Reviewed by Jean-François Mondon, Minot State University
This book contains twenty-nine papers, all in English aside from three in German, selected from a conference held in Copenhagen in 2009. A wide breadth of daughter branches of Proto-Indo-European (PIE) receive ample coverage in this book. Due to space limitations, only a sampling of the articles can be highlighted here.

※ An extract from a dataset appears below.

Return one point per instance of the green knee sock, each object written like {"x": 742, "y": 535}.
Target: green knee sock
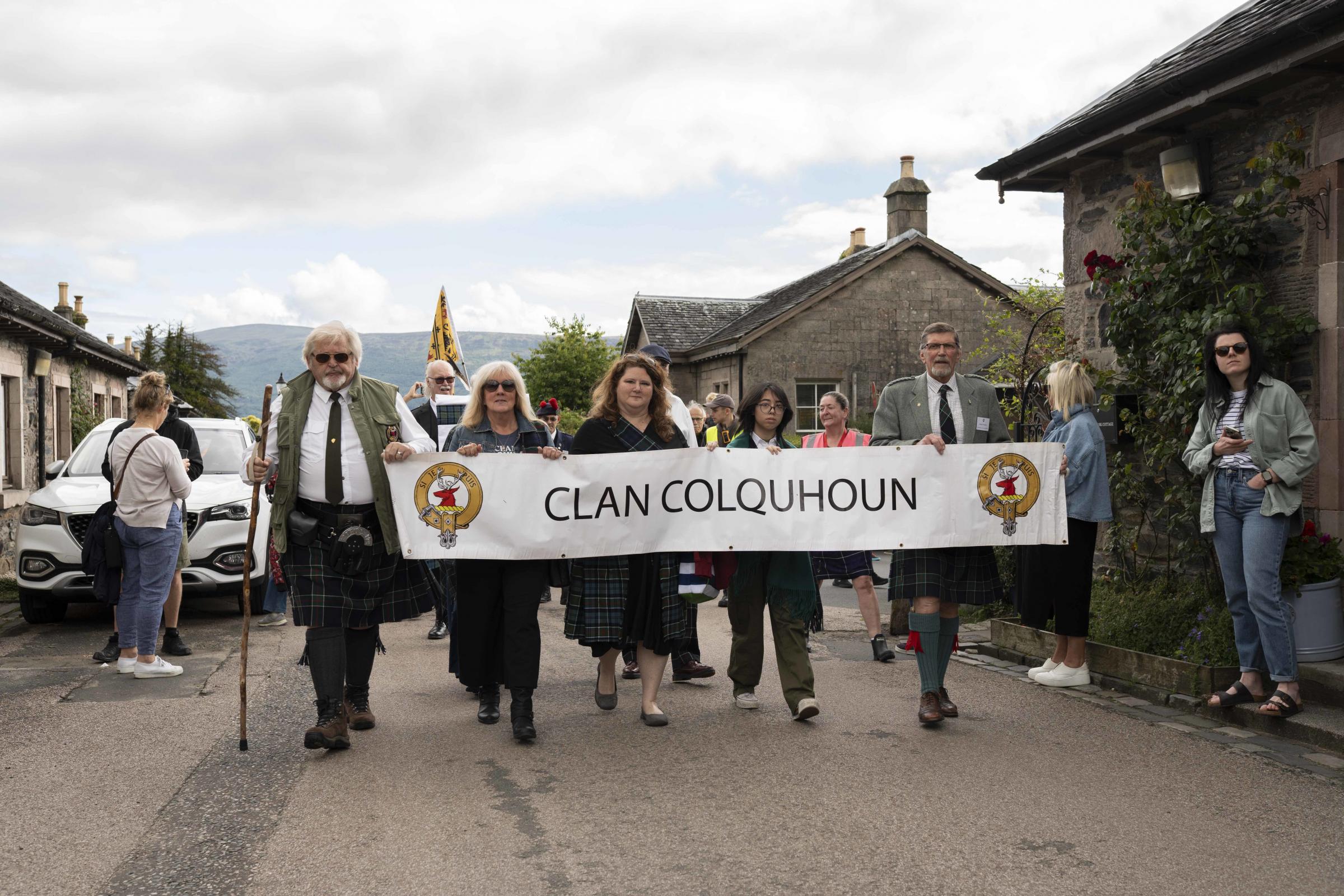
{"x": 949, "y": 627}
{"x": 925, "y": 627}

Aaron Griffith’s ‘Non-raising before *m in Old Irish’ proposes that PIE *e did not raise before lenited *m, allowing him to account for four recalcitrant forms more easily, particularly teimel ‘darkness’. In ‘Lenition of s in Gaulish?’ David Stifter sifts through Gaulish data, concluding that there was no deletion of s across the board, but rather loss in specific environments. Nicholas Zair’s ‘A new environment for laryngeal loss in Proto-Celtic’ highlights the gains that are achieved by assuming laryngeal loss in *-RHT- clusters in Proto-Celtic, not the least of which is a clear derivation of Old Irish do.cer ‘fell’. Anders Richardt Jørgensen, in ‘Palatalization of *sk in British Celtic’, proposes that *sk yielded*hṷ initially before a front vowel and *x medially before *y.
Brent Vine’s ‘PIE mobile accent in Italic: Further evidence’ is an exciting paper that shows evidence of a Latin sound law raising *e to i in unstressed positions with respect to PIE accent. Michael Frotscher offers an interesting proposal on the development of *-ṛ in Latin and Vedic. In Latin, the outcomes are conditioned by the preceding consonant, while in Sanskrit the outcomes are conditioned by the placement of the accent. In ‘Predicting Indo-European syllabification through phonotactic analysis’, Andrew Miles Byrd refines the input to the rule of laryngeal loss from *CH.CC > C.CC to *TH.CC and also offers motivation for the metron-rule. Paul S. Cohen and Adam Hyllested’s ‘A new sound law of PIE: Initial **h3ṷ > *h2ṷ’ accounts for the paucity of *h3before *ṷ word-initially, in addition to offering cleaner derivations for certain words that formerly forced the assumption of a non-ablauting *a.
Eugen Hill, in ‘Hidden sound laws in the inflectional morphology of Proto-Indo-European’, takes up an idea of Warren Cowgill’s and derives the first-person singular of thematic verbs from *-o-mi, postulating an early PIE rule and examining its repercussions. Martin Joachim Kümmel’s ‘Typology and reconstruction’ evaluates various versions of the glottalic theory as well as certain oddities of qualitative ablaut. Paul Widmer, in ‘Notiz zur holokinetischen Ablautklasse’, delves into the problem of why holokinetic inflectional patterns can be built from all other types of inflectional classes, concluding that optional locative endings were misanalyzed as the full grade ending of a holokinetic stem. Georges-Jean Pinault, in ‘Remarks on PIE amphikinetic and hysterokinetic nouns’, also deals with holokinetic nouns but derives them from a type of vṛddhied hysterokinetic class.Finally, Zsolt Simon’s chapter, ‘PIE “me” and a new Lydian sound law’, proposes that *h1R- > aR- in Lydian which forces a slight tweaking of the reconstruction of PIE personal pronouns.
Apart from the lack of a word-index, this book is of high quality, with very few typographical errors, and is a necessity for anyone interested in the latest developments in Indo-European linguistics.